More than 5 million American adults remain unable to vote, mainly felons still serving their sentences or ex-convicts who committed violent crimes. Still, the tide has turned on granting voting rights to most former felons who serve their time and return to society. Last year, Florida voters, by a 2-to-1 margin, restored voting rights to perhaps 1 million ex-convicts, though even after the referendum Republican officeholders have tried to block as many people as they could from the voting booth. In Virginia, former governor Terry McAuliffe and his successor, incumbent Gov.
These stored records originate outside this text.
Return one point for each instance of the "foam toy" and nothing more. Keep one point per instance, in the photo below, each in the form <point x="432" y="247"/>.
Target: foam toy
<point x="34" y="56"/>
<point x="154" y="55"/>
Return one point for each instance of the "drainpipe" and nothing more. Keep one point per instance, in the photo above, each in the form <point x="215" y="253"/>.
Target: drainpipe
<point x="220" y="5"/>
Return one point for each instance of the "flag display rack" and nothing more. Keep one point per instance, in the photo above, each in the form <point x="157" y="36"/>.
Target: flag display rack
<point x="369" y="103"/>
Ralph Northam, both Democrats, have extended voting rights to nearly 200,000 previously disenfranchised former felons, all since early 2016. That’s enormous progress, although the state’s constitution retains a provision requiring permanent disenfranchisement without the intervention of the executive.
In Kentucky, Mr. Beshear’s father, former governor Steve Beshear, issued a similar order in 2015 only to see it rescinded weeks later by the man who succeeded him in office, Republican Matt Bevin. The younger Mr. Beshear defeated Mr. Bevin last month; by his decree, he ensures that his father’s wish will now be fulfilled. Better late than never.
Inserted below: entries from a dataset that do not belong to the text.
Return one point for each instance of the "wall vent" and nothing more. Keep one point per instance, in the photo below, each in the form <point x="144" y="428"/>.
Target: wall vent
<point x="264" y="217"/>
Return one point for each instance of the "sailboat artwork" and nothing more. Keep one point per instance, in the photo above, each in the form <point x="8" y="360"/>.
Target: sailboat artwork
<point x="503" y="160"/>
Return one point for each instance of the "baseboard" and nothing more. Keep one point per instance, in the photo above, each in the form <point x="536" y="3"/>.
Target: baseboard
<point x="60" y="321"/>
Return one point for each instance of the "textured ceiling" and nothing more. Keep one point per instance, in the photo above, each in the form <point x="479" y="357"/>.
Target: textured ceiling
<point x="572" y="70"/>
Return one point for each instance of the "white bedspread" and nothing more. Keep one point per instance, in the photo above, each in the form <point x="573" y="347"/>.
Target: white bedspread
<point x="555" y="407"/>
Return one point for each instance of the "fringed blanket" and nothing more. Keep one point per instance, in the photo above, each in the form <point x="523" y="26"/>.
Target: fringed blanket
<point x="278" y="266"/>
Only in Iowa does it remain the case that voting rights continue to be permanently withheld from former felons, who, if they wish for their restoration, must appeal to the governor through a cumbersome process. The Republican governor, Kim Reynolds, has insisted that only a constitutional amendment will suffice to reenfranchise tens of thousands of residents who have paid their debts to society but remain diminished and less than fully empowered citizens.
The huge populations of voteless citizens are partly a byproduct of harsh sentencing laws and mass incarceration that swept the country in recent decades. In Kentucky, just 3 percent of black adults disenfranchised by a felony were barred from voting in 1980; by 2016, it was 26 percent, according to the Sentencing Project, which advocates the restoration of voting rights.
In many states, politicians of both parties have stressed the importance of reintegrating former inmates into society. An array of programs is in place practically everywhere to encourage that. But without also restoring voting rights, ex-convicts can never take their place fully as citizens.